Ou seja: a ata é federal, mas o dinheiro é municipal.
Prefeita reage e desmente a deputada
Diante da repercussão do post, a prefeita Carmen Zanotto reagiu e desmentiu publicamente a deputada, classificando a publicação como desinformação.
Em nota, a Prefeitura repudiou a propagação de fake news e reafirmou o compromisso com a transparência e com a correta aplicação dos recursos públicos. O município deixou claro que não houve qualquer tentativa de esconder logomarca federal, simplesmente porque não houve investimento federal na compra dos kits.

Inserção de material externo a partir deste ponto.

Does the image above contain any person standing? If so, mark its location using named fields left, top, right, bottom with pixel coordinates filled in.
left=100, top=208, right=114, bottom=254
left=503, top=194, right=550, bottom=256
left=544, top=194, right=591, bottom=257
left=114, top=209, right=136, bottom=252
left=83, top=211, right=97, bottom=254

Ata não é verba, mas narrativa política
O episódio escancara uma prática cada vez mais comum: confundir ou fingir confundir procedimentos administrativos com origem de recursos para criar narrativa política.
Usar uma ata do FNDE não transforma automaticamente uma compra em ação financiada pelo Governo Federal. A diferença é básica para qualquer gestor público, mas aparentemente ignorada ou distorcida pela deputada.
No fim, a tentativa de ataque político acabou se voltando contra quem acusou. A deputada publicou, a prefeitura respondeu, e o resultado foi um desmentido público que expôs a fragilidade da denúncia.
Mais um caso em que a pressa em lacrar nas redes sociais termina em constrangimento político.